7/2(序)

七月二日 夜

 仕事帰りに高円寺で途中下車して、黒赤ちゃんのライブを観に行った。
 ちょうどギター担当の乾さんの誕生日で、ライブも黒赤ちゃん主催の誕生祭という趣旨だった。
 仕事のトラブルのせいで会社を出るのが予定より遅れてしまった。それで、開演から一時間半ほどの頃にようやく会場に辿り着いた。共演者が「黒赤ちゃんが自信を持ってオススメできる音楽の良いバンド」ばかりだと聞いていたので、黒赤ちゃん以外の共演バンドも楽しみにしていた。しかし、着いた時には既にEDo‐REPORTの演奏の終盤に差し掛かった頃だった。
 EDo‐REPORTは、ピアノ・ベース・ドラムそしてヴァイオリンというカルテット(?)のバンドだ。僕が聞いたのは、爆発しているのだけれどそれがとても美しい、壮大な花火のような楽曲だった。ドラムの五十嵐公太さんは以前JUDY AND MARYのメンバーだったという。
 その次はクノシンジさんの演奏だった。ソロによるギターの弾き語りで、ギターも歌声も少しもぶれず、滑らかに語りかけているような趣があった。外見通りの爽やかなポップスが多くて、聴いていてとても心地良い。

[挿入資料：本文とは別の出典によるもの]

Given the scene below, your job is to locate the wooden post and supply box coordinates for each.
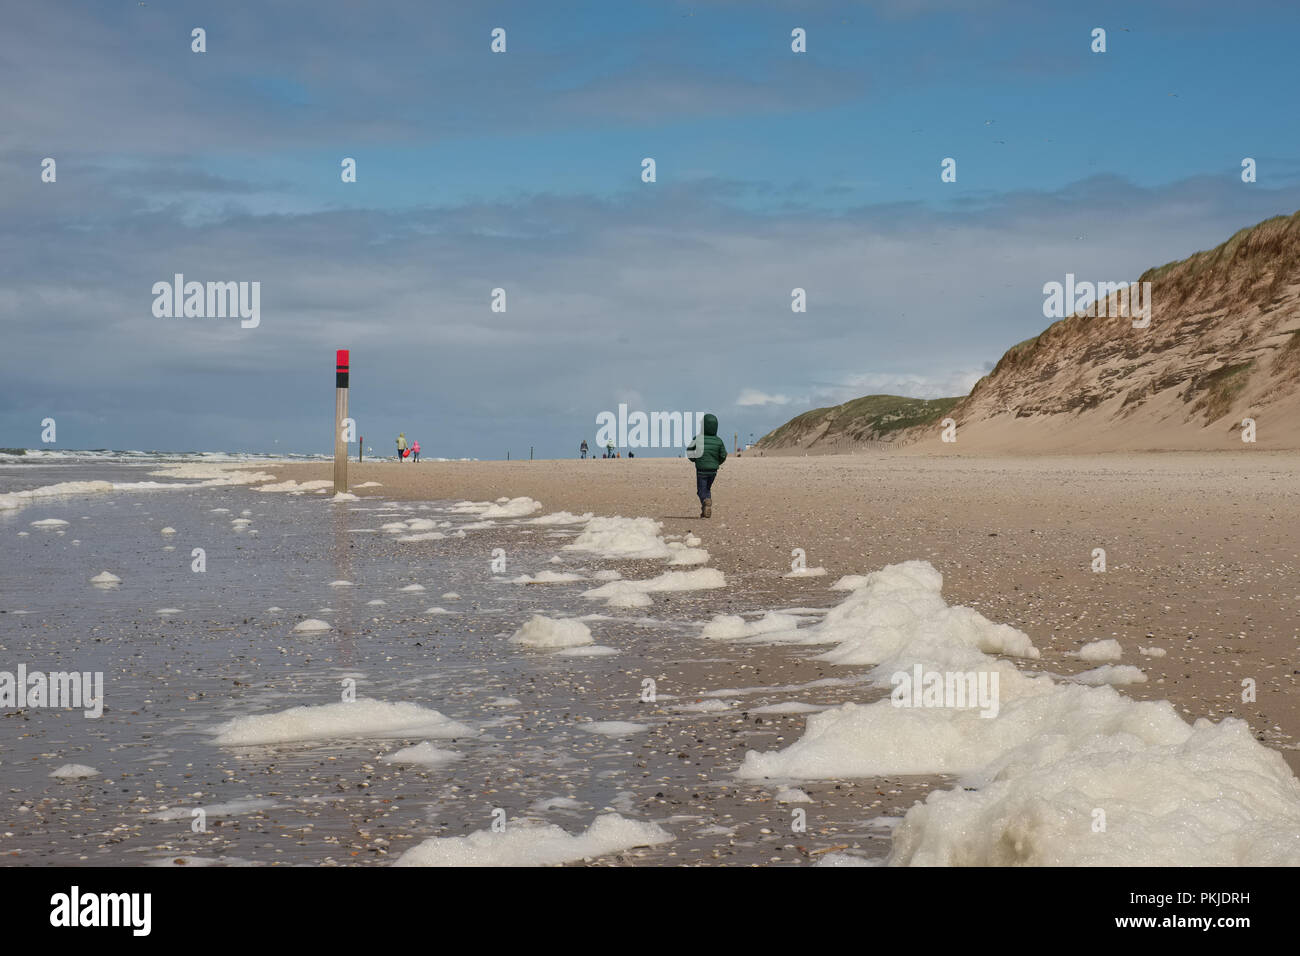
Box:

 その次が黒赤ちゃんだった。今回は乾さんの誕生祭ということで、乾さんによるセットリストの選択が行われたそうだ。「朱の月」や「川辺の静寂」など、個性のある楽曲が多かった。プレゼントの笠(ベトナムの農家がしているようなもの)を被って熱演する乾さんや、性格もO型になりつつあるらしいボーカルの松野さんの壊れぶりが良かった。松野さんは、長い間自分の血液型をB型だと思い込んでいたが、最近の精密な検査でO型だということが判明してしまったらしい……。
 アンコールまで全て終わった後、黒赤ちゃんのメンバーや知人に挨拶をして帰り道に着いた。
 夕食を摂るために途中で小さな定食屋に寄った。ハンバーグを中心とした定食を扱っている店で、中年男性と若い女性の二人が店員として働いていた。中年男性はちょうど賄いの食事中だった。食器を洗っている若い女性は、日本人だったけれどジャズやソウルを歌っていそうな雰囲気のある人だった。黒人女性がよくしているように、つやのある髪を後ろで一つにまとめて留めていて、やや太り気味だった。
 僕はハンバーグとメンチカツの付くCセットを頼んだ。ナイフとフォークを使って食べた。なぜか何度もナイフを落とし、そのたびに大きな音を立ててしまった。
 客はしばらく僕ひとりだった。女性店員と男性店員が喋っているのが良く聞こえた。二人とも声がやや大きめだった。男性店員は女性店員に学校での様子を聞いていた。どのくらいの年齢の人間がいるのか、という問い掛けに、女性店員は、社会人の人も多いと答えていた。介護の資格などを持っている人がキャリアアップのためにやってくると言う。介護からのキャリアアップというと看護学校か何かかな、と僕は思った。でも女性店員のような人に看護されたくないなあ、と失礼にも思ってしまった。
 やがて僕はハンバーグを食べ終わって、店を出て帰路に着いた。その時は、翌々日に看護師のお世話になってしまうとはまったく思わなかった。